Stało się. Ekologia zapukała także do drzwi segmentu, który miał być na bezpiecznej pozycji. Małe auta z niewielkimi, oszczędnymi silnikami — wszak to ekologiczne, prawda? Jak się okazuje, nie do końca. Nowe, rygorystyczne przepisy pozwalają pojazdowi na emisję zaledwie 95 g dwutlenku węgla na kilometr. Jeśli generuje więcej, koszt nadmiernej emisji jest przerzucony na klienta, a wyższa cena nie zachęca w końcu do zakupu.
Na początek trochę teorii
Układ miękkiej hybrydy w miejskim aucie nie jest jednak niczym nowym. Od jakiegoś czasu stosuje to już Suzuki, a ostatnio na podobne rozwiązanie zdecydowała się także Mazda w modelu 2. "Mild-hybrid" na dobre zadomowił się także w Audi, choć tu mamy do czynienia z autami innej klasy. Jednak nikt nie szczyci się tym osiągnięciem, obklejając nadwozie ze wszystkich możliwych stron odpowiednimi napisami, tak jak Fiat.

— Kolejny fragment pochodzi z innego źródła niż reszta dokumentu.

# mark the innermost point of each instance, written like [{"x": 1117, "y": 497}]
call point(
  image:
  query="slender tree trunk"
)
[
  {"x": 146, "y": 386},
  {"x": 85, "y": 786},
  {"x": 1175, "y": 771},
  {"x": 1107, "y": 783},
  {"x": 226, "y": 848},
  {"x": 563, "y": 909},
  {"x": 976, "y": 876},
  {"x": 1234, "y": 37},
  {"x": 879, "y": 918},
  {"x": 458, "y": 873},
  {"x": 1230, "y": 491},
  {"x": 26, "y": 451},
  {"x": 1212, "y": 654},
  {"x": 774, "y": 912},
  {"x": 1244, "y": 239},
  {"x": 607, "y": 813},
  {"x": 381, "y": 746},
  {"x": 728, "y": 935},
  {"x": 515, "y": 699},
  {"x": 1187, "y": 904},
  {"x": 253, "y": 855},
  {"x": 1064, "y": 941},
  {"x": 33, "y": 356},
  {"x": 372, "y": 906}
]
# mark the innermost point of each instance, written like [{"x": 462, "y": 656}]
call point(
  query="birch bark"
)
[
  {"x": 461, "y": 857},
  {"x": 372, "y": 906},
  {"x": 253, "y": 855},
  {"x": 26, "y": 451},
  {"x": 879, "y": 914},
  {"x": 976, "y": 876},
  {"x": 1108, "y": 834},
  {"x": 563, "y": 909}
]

Dlaczego Fiat tak bardzo promuję tę technologię? Rozwiązanie jest dla Włochów nowe, ma podkreślić ekologiczny charakter aut, a w świetle prawa miękka hybryda podlega tym samym ulgom i przywilejom, które oferują włodarze europejskich miast, co zwykła hybryda i hybryda plug-in. Można więc powiedzieć, że Fiat 500 Hybrid jest pierwszą hybrydą produkowaną w Polsce (produkcja Pandy odbywa się we Włoszech).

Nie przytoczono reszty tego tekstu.